Thursday, April 10, 2014

Roy Bergengren on the Dangers of Credit Union Professionalism

Excerpted from Roy F. Bergengren's 1938 Soul: A Fourth Credit Union Book (pg. 65-66). Original emphasis in italics, my emphasis in bold:

"[I]t seems to me, among the fundamentals [of the credit union movement] is the basic simplicity of what we are trying to do. We learn in credit unions how to manage our own business; we are brave enough not to accept bad practices just because of their antiquity. Much precedent is nothing but uncorrected bad habit. We pioneer when we have to. We try--and successfully to--to build men and women in their self respect, in their capacity to reach out and up and to accomplish what they have hitherto never dreamed to be within the realm of their latent capacities. We belong with the masses of the people, not working on a level which is beyond their reach but working with each other and helping each other up to new levels which we thought to be unattainable. As we increase and multiply and grow in strength and in power; as our accumulation becomes increasingly great and our army swells to many millions--there will be those who cannot refrain from attempting our exploitation. We shall be told that we must employ experts for this and that; that we must delegate to those who might exploit us the opportunity for such exploitation. Some of our leaders will not know how to grow with the growth of their respective responsibilities. They will forget their humble origins and, forgetting how they emerged from the ranks, they may easily fall into the pitfalls of those who, not knowing how to use power, abuse it. We must not get lost to accountants, and lawyers and bankers; we must not become prone to call in professionals who, not knowing how to think credit-union-wise, will drag into our councils all of the bad thinking on which so many professional thinkers are trained. There must not be too many rules for in the complicity incidental to too many rules comes confusion as to the fundamentals. The credit union is the true democracy; it is the real hope of working people because it comes from and belongs to working people.

...

I know some splendid credit union treasurers whose credit unions are well managed, one man shows. The directors are rubber stamps; the credit committee sits idly by and leaves the matter of determining credit to the treasurer. Everyone leans on him and no one knows anything about the credit union except as he interprets the credit union, and, too often in the process of his interpretation proves conclusively that he doesn't know what a credit union is. The right credit union is the credit union wherein the average member has an understanding of his credit union in all phases of its potentialities of service.
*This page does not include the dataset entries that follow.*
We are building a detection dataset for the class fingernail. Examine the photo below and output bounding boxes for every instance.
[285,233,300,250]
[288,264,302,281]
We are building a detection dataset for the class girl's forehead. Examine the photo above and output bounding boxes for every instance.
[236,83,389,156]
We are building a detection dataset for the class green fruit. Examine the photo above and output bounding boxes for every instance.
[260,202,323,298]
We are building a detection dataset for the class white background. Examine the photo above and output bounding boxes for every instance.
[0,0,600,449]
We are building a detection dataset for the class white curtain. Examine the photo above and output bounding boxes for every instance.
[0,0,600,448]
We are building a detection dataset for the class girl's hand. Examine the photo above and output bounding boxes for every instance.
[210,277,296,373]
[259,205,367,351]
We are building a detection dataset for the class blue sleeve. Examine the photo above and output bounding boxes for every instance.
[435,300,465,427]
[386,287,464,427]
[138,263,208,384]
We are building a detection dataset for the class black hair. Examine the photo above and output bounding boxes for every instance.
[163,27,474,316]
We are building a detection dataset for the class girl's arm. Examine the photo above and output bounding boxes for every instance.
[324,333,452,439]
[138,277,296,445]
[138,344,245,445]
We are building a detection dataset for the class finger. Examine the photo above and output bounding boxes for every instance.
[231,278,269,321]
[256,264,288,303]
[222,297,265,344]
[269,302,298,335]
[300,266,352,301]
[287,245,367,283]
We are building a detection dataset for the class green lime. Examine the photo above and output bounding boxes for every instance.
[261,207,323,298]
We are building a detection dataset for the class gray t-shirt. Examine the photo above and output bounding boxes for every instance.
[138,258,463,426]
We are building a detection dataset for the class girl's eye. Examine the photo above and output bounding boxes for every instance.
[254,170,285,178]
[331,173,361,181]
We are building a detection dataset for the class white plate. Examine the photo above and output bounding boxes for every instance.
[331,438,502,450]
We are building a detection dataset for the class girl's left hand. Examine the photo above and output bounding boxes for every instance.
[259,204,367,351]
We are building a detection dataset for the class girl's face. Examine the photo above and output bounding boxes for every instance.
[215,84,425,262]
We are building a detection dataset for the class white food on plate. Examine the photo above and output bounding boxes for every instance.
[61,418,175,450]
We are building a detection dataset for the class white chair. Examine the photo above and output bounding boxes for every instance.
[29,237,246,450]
If we are understanding we will not make mistakes like one I heard recently debated in a credit union league meeting; it was proposed that the law be amended to relieve the credit committee of all its obligations on unsecured loans and to give the treasurer arbitrary power to determine all loans up to one hundred dollars. The meeting hooted down the suggestion and we must be aware of suggestions for changes in our basic law which violates principles which are a part of the fundamental character of which I have been speaking."